Base-calling was performed with the GAPipeline 1.3.2 using standard parameters, which include purity filtering with “chastity 0.6”. We removed sequences containing uncalled bases, incorrect primer sequence or runs of ≥12 identical nucleotides. Seventy-two-base sequence reads were trimmed to remove the 13-base forward primer sequence, yielding 59-base sequences.

We assigned taxonomy to sequences with GAST (Huse et al., 2008), using a database of reference V5 rDNA sequences (RefHVR_V5) from SILVA (version 98) (Pruesse et al., 2007), and taxonomy from known cultured isolates, Entrez Genome projects, the Ribosomal Database Project [RDP; (Cole et al., 2005)], Greengenes (DeSantis et al., 2006) and hand curation. GAST compares each tag to the RefHVR_V5 and aligns it to its nearest neighbors in the database and then selects the closest reference (s). The taxonomy for the tag is the lowest common ancestor for a two-thirds majority of all 16S rDNA sequences associated with the nearest V5 reference sequences.

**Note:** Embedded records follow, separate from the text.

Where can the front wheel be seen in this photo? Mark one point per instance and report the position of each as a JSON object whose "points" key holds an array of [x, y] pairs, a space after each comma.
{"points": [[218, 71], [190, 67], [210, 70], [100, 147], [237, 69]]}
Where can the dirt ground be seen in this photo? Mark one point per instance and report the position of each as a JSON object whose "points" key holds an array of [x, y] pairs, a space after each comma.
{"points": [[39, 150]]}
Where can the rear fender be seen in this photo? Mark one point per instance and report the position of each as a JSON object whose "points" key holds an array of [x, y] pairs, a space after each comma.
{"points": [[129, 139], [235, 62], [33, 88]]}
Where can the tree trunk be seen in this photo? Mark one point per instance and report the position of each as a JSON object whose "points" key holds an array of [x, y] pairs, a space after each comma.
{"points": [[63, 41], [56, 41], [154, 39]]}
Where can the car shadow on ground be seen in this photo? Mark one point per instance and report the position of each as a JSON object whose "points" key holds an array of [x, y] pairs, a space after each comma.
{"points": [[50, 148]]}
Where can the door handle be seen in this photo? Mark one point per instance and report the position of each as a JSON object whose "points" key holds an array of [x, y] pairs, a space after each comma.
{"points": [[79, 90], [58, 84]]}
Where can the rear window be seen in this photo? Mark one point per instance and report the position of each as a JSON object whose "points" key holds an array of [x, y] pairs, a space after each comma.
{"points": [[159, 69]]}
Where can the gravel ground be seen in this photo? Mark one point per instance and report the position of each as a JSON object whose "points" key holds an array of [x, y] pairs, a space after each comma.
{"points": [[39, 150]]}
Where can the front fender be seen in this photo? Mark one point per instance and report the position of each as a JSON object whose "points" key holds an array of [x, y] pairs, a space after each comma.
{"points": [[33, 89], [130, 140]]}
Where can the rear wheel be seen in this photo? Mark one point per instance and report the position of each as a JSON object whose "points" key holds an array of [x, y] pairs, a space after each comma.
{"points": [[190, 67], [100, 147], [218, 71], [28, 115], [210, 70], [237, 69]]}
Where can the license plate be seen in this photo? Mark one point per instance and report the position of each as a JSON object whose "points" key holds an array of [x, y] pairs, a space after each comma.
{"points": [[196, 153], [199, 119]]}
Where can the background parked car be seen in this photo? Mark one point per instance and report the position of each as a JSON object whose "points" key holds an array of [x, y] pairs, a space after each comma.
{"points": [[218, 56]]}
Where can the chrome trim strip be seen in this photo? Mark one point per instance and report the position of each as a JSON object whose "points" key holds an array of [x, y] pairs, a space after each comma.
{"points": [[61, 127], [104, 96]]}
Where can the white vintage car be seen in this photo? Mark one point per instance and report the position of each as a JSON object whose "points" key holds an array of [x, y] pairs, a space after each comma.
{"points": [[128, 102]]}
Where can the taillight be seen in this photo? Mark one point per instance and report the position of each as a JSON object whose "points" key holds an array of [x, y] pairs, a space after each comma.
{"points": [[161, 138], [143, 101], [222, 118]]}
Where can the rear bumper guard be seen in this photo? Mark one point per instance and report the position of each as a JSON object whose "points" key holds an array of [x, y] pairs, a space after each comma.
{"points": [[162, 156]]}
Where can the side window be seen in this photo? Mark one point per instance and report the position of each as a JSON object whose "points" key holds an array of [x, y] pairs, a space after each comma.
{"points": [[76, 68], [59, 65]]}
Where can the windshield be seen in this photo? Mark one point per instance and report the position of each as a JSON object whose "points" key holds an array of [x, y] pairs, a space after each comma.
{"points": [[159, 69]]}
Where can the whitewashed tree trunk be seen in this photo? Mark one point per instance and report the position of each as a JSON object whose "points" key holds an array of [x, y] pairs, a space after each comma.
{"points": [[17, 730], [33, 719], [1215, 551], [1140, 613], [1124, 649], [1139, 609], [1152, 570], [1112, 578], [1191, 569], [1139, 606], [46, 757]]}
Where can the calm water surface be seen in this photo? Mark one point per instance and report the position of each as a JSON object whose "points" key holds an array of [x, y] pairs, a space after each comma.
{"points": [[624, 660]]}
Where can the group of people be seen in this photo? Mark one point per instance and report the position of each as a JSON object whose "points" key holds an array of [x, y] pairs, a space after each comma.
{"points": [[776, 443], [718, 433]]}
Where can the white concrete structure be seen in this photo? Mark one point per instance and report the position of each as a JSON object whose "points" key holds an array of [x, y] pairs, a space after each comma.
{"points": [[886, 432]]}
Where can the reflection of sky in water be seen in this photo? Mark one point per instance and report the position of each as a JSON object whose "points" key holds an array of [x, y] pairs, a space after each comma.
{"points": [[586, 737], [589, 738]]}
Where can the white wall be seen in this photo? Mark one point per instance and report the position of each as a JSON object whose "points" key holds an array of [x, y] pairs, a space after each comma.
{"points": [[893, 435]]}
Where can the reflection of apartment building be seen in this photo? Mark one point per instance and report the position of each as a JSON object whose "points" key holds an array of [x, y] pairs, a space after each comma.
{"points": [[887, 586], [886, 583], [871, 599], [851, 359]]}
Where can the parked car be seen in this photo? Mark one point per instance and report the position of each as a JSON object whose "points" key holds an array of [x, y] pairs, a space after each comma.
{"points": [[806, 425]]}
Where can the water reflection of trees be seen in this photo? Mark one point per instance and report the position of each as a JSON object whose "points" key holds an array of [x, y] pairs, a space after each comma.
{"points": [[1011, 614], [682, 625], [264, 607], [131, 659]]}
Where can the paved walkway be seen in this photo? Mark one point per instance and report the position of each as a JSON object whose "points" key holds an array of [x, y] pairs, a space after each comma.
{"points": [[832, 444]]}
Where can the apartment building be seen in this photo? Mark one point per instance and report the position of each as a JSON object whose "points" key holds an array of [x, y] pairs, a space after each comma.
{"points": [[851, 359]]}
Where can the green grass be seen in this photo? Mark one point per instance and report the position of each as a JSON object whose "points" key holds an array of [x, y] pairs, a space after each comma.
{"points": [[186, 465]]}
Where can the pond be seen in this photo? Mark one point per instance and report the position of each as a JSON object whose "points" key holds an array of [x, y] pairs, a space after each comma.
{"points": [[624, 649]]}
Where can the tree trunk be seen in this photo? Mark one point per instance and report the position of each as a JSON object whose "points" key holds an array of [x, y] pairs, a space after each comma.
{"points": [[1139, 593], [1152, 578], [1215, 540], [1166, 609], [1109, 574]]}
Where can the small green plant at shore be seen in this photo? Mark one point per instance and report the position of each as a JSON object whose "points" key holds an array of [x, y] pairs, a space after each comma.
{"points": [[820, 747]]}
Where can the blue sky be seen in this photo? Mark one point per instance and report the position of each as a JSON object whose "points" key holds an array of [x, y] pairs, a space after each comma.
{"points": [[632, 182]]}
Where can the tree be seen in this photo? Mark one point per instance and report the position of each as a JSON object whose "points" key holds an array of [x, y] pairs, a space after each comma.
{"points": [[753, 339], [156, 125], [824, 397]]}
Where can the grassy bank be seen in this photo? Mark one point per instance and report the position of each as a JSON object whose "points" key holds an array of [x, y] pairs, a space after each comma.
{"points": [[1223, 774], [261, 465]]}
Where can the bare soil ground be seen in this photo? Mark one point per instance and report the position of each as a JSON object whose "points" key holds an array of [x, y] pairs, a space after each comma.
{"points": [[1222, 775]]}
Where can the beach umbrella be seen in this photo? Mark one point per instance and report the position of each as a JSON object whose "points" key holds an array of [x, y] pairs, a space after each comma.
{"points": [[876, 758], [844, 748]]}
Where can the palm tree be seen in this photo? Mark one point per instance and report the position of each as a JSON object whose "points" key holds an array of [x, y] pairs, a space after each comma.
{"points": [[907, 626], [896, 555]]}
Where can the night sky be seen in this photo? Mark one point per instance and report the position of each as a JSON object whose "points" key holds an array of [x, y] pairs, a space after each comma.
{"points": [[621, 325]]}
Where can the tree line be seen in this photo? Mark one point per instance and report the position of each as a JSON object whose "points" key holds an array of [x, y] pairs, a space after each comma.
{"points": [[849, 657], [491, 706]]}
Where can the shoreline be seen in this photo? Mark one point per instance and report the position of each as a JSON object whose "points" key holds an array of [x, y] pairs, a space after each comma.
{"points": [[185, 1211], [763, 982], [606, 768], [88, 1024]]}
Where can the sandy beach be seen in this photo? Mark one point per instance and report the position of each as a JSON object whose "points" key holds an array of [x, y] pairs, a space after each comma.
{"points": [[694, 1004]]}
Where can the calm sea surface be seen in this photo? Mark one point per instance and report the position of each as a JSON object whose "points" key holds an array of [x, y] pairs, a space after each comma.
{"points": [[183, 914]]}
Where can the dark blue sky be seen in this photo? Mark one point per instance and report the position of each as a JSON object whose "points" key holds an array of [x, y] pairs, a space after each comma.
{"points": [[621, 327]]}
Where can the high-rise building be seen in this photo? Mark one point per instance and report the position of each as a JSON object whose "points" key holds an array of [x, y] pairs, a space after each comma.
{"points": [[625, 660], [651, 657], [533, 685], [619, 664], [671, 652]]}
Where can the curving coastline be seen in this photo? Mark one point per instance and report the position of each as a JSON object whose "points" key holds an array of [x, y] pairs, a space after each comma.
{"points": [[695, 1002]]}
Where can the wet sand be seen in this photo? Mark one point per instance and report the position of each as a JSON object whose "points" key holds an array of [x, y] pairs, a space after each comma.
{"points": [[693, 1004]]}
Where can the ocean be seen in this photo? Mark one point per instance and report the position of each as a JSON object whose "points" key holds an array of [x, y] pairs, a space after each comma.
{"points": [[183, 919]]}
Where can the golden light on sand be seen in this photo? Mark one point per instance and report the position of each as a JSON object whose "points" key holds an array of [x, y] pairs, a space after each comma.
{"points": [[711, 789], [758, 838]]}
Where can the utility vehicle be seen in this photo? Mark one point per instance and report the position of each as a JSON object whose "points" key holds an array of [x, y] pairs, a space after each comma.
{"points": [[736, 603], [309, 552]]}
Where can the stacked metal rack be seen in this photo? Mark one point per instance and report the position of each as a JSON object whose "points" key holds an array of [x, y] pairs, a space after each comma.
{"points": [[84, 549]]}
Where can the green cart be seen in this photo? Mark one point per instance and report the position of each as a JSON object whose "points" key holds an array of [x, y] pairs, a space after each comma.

Before generating clusters of phylotypes, we filtered out all sequences that occurred fewer than 3 times. This reduced the number of unique sequences to a computationally manageable level, and potentially reduced the number of errors from sequencing and contamination. We created a multiple sequences alignment of the remaining data using MUSCLE (Edgar, 2004) with parameters -maxiters 2 and -diags, and generated phylotype clusters and diversity estimates using MOTHUR (Schloss and Handelsman, 2005).

3. Results and discussion

3.1. Evaluation of the oral microbiota diversity using the V5 region of the 16S rRNA gene

To examine which region of the 16S rRNA gene would be possible to target with the short Illumina sequencing reads, we extracted various sections of aligned 16S rDNA sequences available for 753 species in the Human Oral Microbiome Database and submitted them to the RDP classifier with a 80% confidence cutoff. The entire V5 120-base region as well as the 59-base segments from its forward end lead to many fewer unclassified sequences than their V6-region counterparts. (Table 1). Therefore, the paired-end data from the ~82-base V5 region we amplified in the current study would provide a means to capture taxonomic information suitable for studying the microbial diversity with the Illumina technology, similar to that of the favored V1–3 and V6 regions which are used when longer sequence reads are possible.

Table 1.

RDP Classification of aligned segments of the 16S rRNA genes from the 753 sequences in the Human Oral Microbiome Database, using 80% confidence level cutoffs with the RDP Classifier software.

Percentage of sequences classified for different 16S rDNA regions
Position in 16S rDNAa 8–1520 28–512 798–856 798–879 798–917 993–1051 932–1051
Variable region (s) All V123 V5 V5 V5 V6 V6
Sequence length (nt) 1513 485 59 Fb 82 120 59 Rb 120
Phylum
Firmicutes 38.6 36.8 28.6 32.9 35.7 25.3 32.3
Proteobacteria 15.1 15.1 15.1 15.0 15.1 14.8 14.7
Actinobacteria 10.8 10.8 9.7 10.4 10.6 7.1 10.4
Fusobacteria 5.7 5.7 4.7 5.7 5.7 3.1 4.6
Bacteroidetes 17.8 17.8 9.9 14.5 16.6 7.8 16.9
Spirochaetes 8.6 8.2 3.5 5.8 8.1 3.9 5.2
Unclassified 0.1 2.4 28 13.8 5.6 35.8 13.7
a

Numbering corresponds to the E. coli 16S rRNA gene sequence.

b

F, from the forward end; R, from the reverse end.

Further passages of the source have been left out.